502 voice lines failed to generate even after 3 attempts.

The generated wav files are 24000 Hz, so I resampled them to the required 22050 using

for f in *.wav; do ffmpeg -i "$f" -ar 22050 "${f%.wav}_tmp.wav" && mv "${f%.wav}_tmp.wav" "$f"; done

Compared to the first test, training takes a bit longer per epoch.

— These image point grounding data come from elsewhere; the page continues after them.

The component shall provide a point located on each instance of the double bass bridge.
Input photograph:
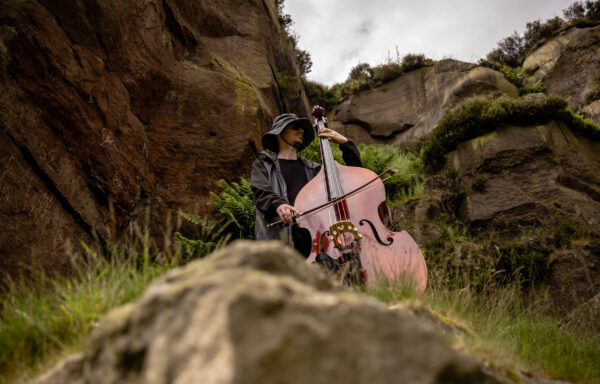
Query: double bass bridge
(339, 234)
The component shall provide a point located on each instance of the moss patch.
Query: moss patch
(481, 116)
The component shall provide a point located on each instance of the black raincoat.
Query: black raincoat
(270, 190)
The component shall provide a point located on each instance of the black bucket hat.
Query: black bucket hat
(269, 140)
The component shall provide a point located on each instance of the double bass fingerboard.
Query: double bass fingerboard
(334, 185)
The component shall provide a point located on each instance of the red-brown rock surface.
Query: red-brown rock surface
(138, 103)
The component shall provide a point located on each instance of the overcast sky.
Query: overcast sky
(338, 34)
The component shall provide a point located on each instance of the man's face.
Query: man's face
(293, 134)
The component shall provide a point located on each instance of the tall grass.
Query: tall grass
(501, 329)
(38, 323)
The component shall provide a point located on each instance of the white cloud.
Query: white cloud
(338, 34)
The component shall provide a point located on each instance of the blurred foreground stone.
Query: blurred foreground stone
(257, 313)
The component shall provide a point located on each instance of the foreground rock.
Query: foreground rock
(135, 103)
(411, 106)
(256, 313)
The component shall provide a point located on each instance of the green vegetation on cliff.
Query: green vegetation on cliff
(480, 116)
(512, 50)
(364, 77)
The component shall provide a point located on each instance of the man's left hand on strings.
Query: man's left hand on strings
(333, 136)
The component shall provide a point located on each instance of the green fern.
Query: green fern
(210, 238)
(236, 203)
(407, 182)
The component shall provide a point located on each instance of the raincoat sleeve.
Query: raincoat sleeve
(265, 199)
(350, 154)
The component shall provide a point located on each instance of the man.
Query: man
(277, 178)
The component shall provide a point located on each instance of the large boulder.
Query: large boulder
(109, 108)
(522, 175)
(257, 313)
(410, 106)
(541, 182)
(568, 66)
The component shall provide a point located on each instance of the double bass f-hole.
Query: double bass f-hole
(340, 209)
(389, 239)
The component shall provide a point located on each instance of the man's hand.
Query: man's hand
(333, 136)
(285, 212)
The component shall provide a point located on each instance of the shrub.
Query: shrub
(537, 87)
(211, 236)
(514, 75)
(413, 61)
(590, 11)
(387, 72)
(236, 203)
(481, 116)
(360, 71)
(407, 182)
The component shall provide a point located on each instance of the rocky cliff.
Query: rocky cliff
(410, 106)
(569, 65)
(110, 108)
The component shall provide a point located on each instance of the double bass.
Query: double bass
(342, 208)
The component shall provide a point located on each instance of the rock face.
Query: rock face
(520, 179)
(131, 103)
(530, 175)
(569, 66)
(411, 106)
(257, 313)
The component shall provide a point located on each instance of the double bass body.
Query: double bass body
(384, 255)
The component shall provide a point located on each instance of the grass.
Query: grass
(37, 325)
(498, 328)
(480, 116)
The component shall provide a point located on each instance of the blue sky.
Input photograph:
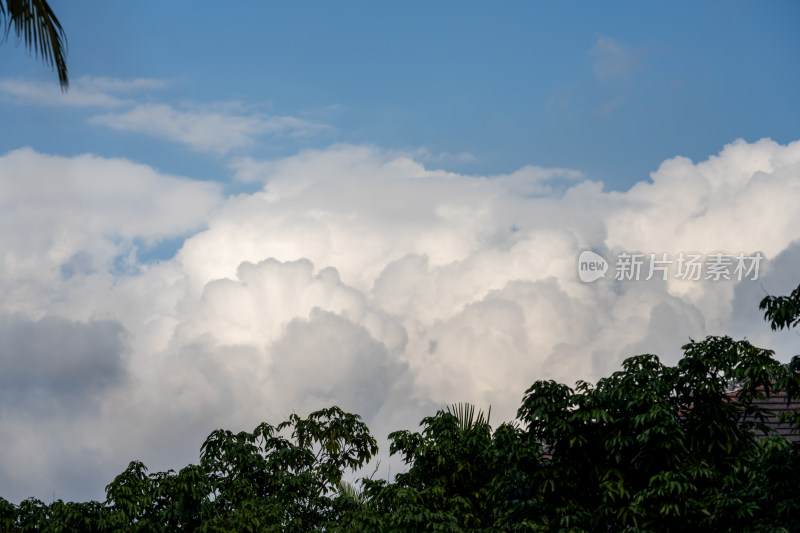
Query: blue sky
(245, 210)
(611, 89)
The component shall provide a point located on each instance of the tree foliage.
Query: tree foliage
(650, 448)
(36, 25)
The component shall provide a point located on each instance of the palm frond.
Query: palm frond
(34, 22)
(465, 414)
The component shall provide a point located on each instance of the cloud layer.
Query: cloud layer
(355, 277)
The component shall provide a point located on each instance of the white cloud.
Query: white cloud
(205, 130)
(360, 277)
(85, 91)
(613, 61)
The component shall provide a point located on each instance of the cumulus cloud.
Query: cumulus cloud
(361, 277)
(205, 130)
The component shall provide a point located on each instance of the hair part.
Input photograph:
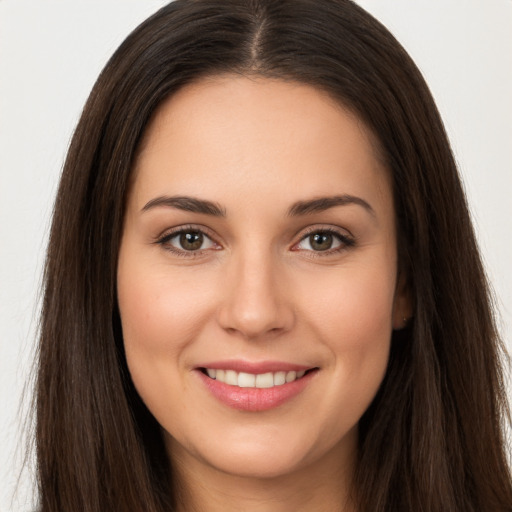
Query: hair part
(432, 440)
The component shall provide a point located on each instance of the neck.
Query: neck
(322, 486)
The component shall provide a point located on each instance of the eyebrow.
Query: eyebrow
(307, 207)
(324, 203)
(186, 203)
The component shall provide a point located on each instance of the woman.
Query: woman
(263, 290)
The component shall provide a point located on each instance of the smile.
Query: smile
(255, 387)
(250, 380)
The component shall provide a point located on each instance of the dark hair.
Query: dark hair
(432, 440)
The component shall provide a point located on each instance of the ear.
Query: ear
(402, 304)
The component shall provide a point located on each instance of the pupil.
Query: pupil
(191, 241)
(321, 241)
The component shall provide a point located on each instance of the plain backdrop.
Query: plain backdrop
(50, 55)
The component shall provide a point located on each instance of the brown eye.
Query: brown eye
(191, 241)
(187, 241)
(321, 241)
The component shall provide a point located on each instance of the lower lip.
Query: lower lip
(255, 399)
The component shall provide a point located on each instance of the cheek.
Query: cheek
(158, 325)
(352, 318)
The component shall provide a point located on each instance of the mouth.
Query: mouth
(250, 380)
(256, 387)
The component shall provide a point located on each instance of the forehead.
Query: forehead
(236, 136)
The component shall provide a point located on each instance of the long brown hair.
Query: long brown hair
(433, 439)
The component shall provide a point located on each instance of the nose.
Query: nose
(256, 303)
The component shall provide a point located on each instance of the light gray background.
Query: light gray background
(50, 55)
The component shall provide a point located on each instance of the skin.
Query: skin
(258, 290)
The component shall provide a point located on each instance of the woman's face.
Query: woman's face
(259, 245)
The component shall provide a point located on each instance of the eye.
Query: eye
(187, 240)
(324, 241)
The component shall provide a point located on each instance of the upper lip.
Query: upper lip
(255, 367)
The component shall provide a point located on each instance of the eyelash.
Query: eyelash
(346, 241)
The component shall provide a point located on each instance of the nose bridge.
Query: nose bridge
(255, 303)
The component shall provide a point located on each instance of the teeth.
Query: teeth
(249, 380)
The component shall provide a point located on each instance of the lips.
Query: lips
(250, 380)
(255, 386)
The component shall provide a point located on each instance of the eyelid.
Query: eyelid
(345, 237)
(171, 233)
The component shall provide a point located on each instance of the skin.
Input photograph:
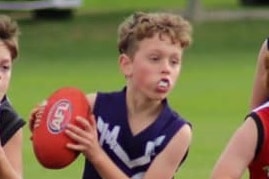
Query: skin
(11, 153)
(155, 60)
(240, 150)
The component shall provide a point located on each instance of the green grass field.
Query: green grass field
(213, 91)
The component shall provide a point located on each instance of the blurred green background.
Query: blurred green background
(213, 91)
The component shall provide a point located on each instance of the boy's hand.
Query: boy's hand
(35, 116)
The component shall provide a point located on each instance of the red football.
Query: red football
(49, 139)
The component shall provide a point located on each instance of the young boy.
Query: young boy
(248, 147)
(10, 123)
(133, 132)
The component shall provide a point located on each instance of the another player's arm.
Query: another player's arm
(239, 152)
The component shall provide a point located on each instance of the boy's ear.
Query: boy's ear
(125, 65)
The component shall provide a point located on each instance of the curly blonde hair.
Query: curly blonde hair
(9, 32)
(142, 25)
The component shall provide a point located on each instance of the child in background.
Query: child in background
(133, 132)
(248, 147)
(10, 123)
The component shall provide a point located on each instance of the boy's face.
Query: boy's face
(156, 66)
(5, 69)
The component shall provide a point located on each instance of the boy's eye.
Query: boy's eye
(154, 58)
(175, 61)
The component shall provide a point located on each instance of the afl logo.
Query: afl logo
(59, 115)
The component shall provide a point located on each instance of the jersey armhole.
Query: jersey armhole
(260, 131)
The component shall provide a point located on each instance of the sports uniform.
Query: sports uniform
(132, 154)
(259, 167)
(10, 122)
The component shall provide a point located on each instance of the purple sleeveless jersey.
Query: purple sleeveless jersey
(132, 154)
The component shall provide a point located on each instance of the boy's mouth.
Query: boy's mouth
(163, 84)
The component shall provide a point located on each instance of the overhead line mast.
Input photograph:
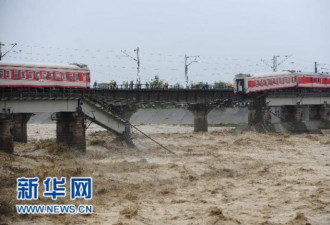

This is "Victor jagt zwölf Boxkämpfer quer über den großen Sylter Deich." at 3113 epochs (3113 - 2665 = 448 epochs, 2h 41m, of finetuning)

Victor 3113

0:00

/2.821224

Final result after training

I stopped the training at 3529 epochs because the tests started to gain audio artifacts.

Victor 3529

0:00

/2.902494

The final .onnx file has a size of 108 MB. Generating 10 seconds of audio takes 700ms. This is great for running on CPU only, the quality of the generated audio is not amazing, but usable.

What seemed to have a negative impact on the quality is that k-2so talks quite fast.